Evelyn felt she could not sing again, and, turning suddenly away, she walked to the window and watched the cabs going by. She heard Owen ask Madame and Monsieur Savelli to excuse her. He said that madame’s praise had proved too much for her; that her nerves had given way. Then he came over and spoke to her gently. She looked at him through her tears; but she could not trust herself to speak, nor yet to walk across the room and bid Monsieur and Madame Savelli good-bye. She felt she must die of shame or happiness, and plucked at Owen’s sleeve. She was glad to get out of that room; and the moments seemed like years. They could not speak in the glaring of the street. But fortunately their way was through the park, and when they passed under the shade of some overhanging boughs, she looked at him.

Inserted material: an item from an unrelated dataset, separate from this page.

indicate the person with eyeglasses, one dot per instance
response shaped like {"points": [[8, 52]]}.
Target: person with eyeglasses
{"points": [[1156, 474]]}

“Well, little girl, what do you think? Everything is all right now. It happened even better than I expected.”
She wiped away her tears.
“How foolish I am to cry like this. But I could not bear it; my nerves gave way. It was so sudden. I’m afraid those people will think me a little fool. But you don’t know, Owen, what I have suffered these last few days. I don’t want to worry you, but there were times when I thought I couldn’t stand it any longer. I thought that God might punish me by taking my voice from me. Just fancy if I had not been able to sing at all! It would have made you look a fool. You would have hated me for that; but now, even if I should lose my voice between this and next Monday.... Did I sing well, Owen? Did I sing as well as ever you heard me sing?”
“I’ve heard you sing better, but you sang well enough to convince Savelli that you’ll have the finest voice in Europe by this time next year. That’s good enough for you, isn’t it? You don’t want any more, do you?”

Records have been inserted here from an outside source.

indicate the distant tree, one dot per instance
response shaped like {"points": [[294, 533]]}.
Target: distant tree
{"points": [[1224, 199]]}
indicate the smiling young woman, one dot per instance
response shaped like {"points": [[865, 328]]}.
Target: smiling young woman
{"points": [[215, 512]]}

“No, no, half that would do, half that; I only want to know that it is all true.” Tears again rose to her eyes. “I mean,” she said, laughing, “that I want to know that I am sitting by you in the carriage; that Madame Savelli has heard me sing; that she said that I should be a great singer. Did she say that?”

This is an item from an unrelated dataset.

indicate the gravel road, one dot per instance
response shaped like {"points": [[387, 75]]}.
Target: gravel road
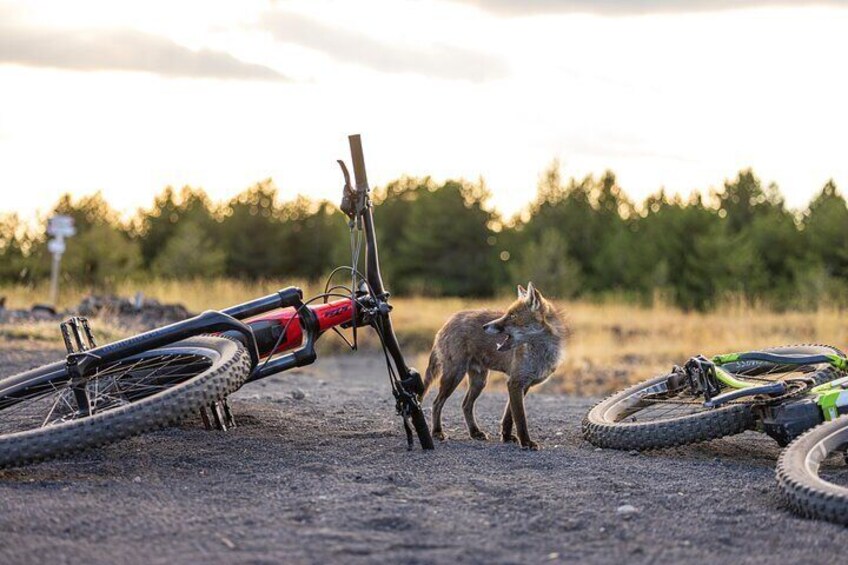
{"points": [[324, 476]]}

“Yes, she said you would be a great singer.”
“Then why does it not seem true? But nothing seems true, not even Paris. It all seems like a dazzling, scattered dream, like spots of light, and every moment I fear that it will pass away, and that I shall wake up and find myself in Dulwich; that I shall see my viola da gamba standing in the corner; that a rap at the front door will tell me that a pupil has come for a lesson.”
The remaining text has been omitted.